12 octobre 2019 | News

Par la rédaction, et Gaël Couturier. Une étude de Christoph Triska, Wouter Hoogkamer, Kristine Snyder, Paolo Taboga, Christopher J. Arellano et Rodger Kram. Photos © Jon Super, Dan Vernon pour INEOS 1:59 Challenge,  CU Boulder.

Vous commencez à le savoir, c’est ce matin, à 8h15 heure locale en Autriche ou en France (Central European Summer Time) que le Kenyan Eliud Kipchoge, accompagné de ses lièvres, va s’élancer à Vienne, pour tenter d’être le premier homme à passer sous la distance du marathon en moins de deux heures. Ça se passe en live ici : https://www.youtube.com/watch?v=iu2c1P_oCgE. Pour y parvenir, Kipchoge devra courir en 26 secondes de moins que son meilleur chrono qui a été réalisé en 2017 en Italie pour le Breaking 2 Project (il avait alors réalisé 2h et 25 secondes). La question demeure intacte : va-t-il y arriver ? Oui, si l’on en croit cette nouvelle étude américaine de l’université de Boulder dans le Colorado, cette même université qui avait aidé Nike dans la fabrication de ses désormais fameuses Vaporfly, et validé les 4% d’aide indéniable à la performance en course à pied.

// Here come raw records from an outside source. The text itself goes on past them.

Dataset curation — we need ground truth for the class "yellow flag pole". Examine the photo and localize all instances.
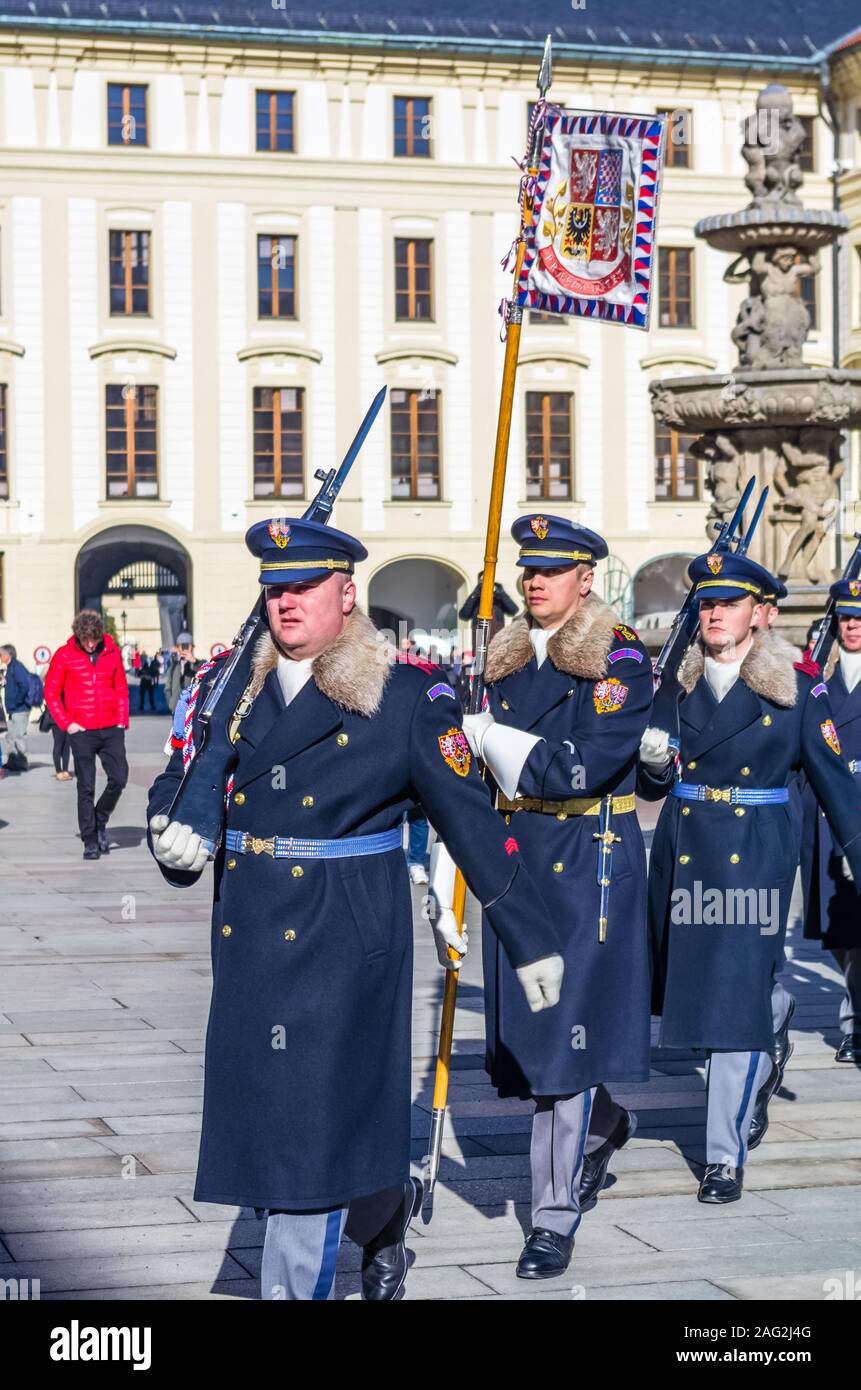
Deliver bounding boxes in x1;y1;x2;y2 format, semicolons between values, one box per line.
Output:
424;33;552;1219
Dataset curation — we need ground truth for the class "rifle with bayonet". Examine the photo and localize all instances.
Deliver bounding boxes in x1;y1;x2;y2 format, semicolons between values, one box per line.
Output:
168;386;385;855
810;531;861;671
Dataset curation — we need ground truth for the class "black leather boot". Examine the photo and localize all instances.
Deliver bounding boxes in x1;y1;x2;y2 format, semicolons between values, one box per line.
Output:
362;1177;421;1302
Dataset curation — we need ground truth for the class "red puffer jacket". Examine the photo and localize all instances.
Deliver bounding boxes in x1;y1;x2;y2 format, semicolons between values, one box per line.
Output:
45;632;128;728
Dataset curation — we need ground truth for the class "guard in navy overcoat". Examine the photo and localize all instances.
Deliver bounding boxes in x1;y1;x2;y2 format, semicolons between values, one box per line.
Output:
801;580;861;1063
149;521;558;1298
465;514;652;1277
640;553;861;1201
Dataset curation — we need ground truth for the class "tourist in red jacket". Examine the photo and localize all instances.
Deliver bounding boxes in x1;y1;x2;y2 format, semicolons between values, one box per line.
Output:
45;609;128;859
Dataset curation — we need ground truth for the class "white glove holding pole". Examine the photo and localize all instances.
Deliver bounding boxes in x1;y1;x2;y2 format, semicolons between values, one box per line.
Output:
515;955;565;1013
149;816;209;873
640;727;670;770
427;840;469;970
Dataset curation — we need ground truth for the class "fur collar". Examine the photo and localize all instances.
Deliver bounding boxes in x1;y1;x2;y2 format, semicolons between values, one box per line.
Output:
484;594;619;685
249;607;391;719
679;631;798;709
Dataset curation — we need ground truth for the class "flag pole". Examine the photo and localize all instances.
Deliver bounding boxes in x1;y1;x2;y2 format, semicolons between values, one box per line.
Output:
424;33;554;1220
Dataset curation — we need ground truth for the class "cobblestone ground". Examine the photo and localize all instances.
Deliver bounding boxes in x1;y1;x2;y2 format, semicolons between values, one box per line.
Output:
0;716;861;1300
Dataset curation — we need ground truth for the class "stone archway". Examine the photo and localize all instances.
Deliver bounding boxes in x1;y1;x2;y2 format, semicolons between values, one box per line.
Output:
75;524;193;649
367;557;467;660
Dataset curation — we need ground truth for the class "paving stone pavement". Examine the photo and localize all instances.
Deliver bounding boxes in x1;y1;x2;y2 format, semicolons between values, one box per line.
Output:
0;716;861;1301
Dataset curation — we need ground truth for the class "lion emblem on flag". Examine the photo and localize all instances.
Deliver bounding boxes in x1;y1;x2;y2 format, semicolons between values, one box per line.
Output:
438;728;473;777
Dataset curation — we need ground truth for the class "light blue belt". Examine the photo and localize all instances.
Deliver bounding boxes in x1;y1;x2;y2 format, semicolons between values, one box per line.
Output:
224;826;403;859
670;783;789;806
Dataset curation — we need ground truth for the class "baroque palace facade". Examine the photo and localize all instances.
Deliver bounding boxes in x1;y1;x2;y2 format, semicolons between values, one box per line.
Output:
0;0;861;662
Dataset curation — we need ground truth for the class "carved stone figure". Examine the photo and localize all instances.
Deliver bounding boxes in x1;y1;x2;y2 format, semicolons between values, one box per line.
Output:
741;83;807;207
772;425;844;584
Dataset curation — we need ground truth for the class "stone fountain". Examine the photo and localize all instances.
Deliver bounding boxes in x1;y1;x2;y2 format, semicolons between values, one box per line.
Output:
650;86;861;642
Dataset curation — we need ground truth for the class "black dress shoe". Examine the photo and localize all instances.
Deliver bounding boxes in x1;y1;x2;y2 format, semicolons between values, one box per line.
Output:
697;1163;744;1204
516;1226;574;1279
362;1177;421;1302
580;1111;637;1208
835;1033;861;1065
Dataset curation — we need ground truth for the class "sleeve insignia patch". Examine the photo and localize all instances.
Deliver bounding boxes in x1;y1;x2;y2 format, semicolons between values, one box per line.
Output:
427;681;458;705
593;676;627;714
440;728;473;777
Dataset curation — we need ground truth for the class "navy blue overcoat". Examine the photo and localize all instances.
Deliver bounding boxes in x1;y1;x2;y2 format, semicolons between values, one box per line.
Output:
638;632;861;1052
801;653;861;949
484;596;652;1095
149;612;558;1211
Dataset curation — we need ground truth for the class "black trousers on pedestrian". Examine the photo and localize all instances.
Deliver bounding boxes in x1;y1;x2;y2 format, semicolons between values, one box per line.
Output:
70;728;128;844
51;724;71;773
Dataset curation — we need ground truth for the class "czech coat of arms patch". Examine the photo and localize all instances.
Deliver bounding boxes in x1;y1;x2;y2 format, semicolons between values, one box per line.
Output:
440;728;473;777
593;676;627;714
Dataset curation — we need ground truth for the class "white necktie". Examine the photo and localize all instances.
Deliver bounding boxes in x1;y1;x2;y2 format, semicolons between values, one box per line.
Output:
705;656;741;705
278;653;312;705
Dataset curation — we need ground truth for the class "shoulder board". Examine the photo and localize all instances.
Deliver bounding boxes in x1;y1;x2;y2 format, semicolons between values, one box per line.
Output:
793;653;821;676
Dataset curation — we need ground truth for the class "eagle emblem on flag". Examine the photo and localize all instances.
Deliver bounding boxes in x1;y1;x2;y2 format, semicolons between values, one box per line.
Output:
593;676;627;714
438;728;473;777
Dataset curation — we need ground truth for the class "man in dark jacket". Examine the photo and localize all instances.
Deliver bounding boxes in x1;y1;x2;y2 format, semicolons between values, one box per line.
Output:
801;580;861;1066
0;644;31;773
147;520;562;1301
45;609;128;859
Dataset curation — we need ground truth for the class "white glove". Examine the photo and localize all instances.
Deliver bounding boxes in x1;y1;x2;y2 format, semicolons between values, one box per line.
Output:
431;908;469;970
149;816;209;873
515;955;565;1013
640;728;669;769
463;710;497;758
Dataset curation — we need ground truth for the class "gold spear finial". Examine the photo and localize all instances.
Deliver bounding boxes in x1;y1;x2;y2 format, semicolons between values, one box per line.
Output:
536;33;554;97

Bon, OK, certains de ces scientifiques ont parfois été payés par Nike pour faire du consulting tandis que d’autres l’ont directement été par l’INEOS 1:59 Challenge. D’accord. Mais ça ne change pas les faits : leurs analyses méticuleuses du parcours montrent que notre champion Eliud Kipchoge (oui, Eliud est le champion de l’humanité, rien de moins) a de fortes chances de réaliser au moins 1h59’59 » ce matin, ou moins. Notez que nous avions déjà interrogé ces chercheurs (et que nous avons profité d’un déplacement dans le Colorado, à Denver et à Boulder cette semaine, de l’un d’entre nous pour nous intéresser à leur nouvelle étude.

Notre premier article réalisé en collab’ avec l’université de Boulder était celui-ci :

 https://leblog.enduranceshop.com/nike-zoom-vaporfly-pourquoi-ces-4/

1h59' sur marathon : est-ce vraiment possible ?
1h59' sur marathon : est-ce vraiment possible ?

Pour cette nouvelle étude sur ce projet du marathon en moins de 2h qui nous passionne tous, les chercheurs ont étudié avec précision le parcours.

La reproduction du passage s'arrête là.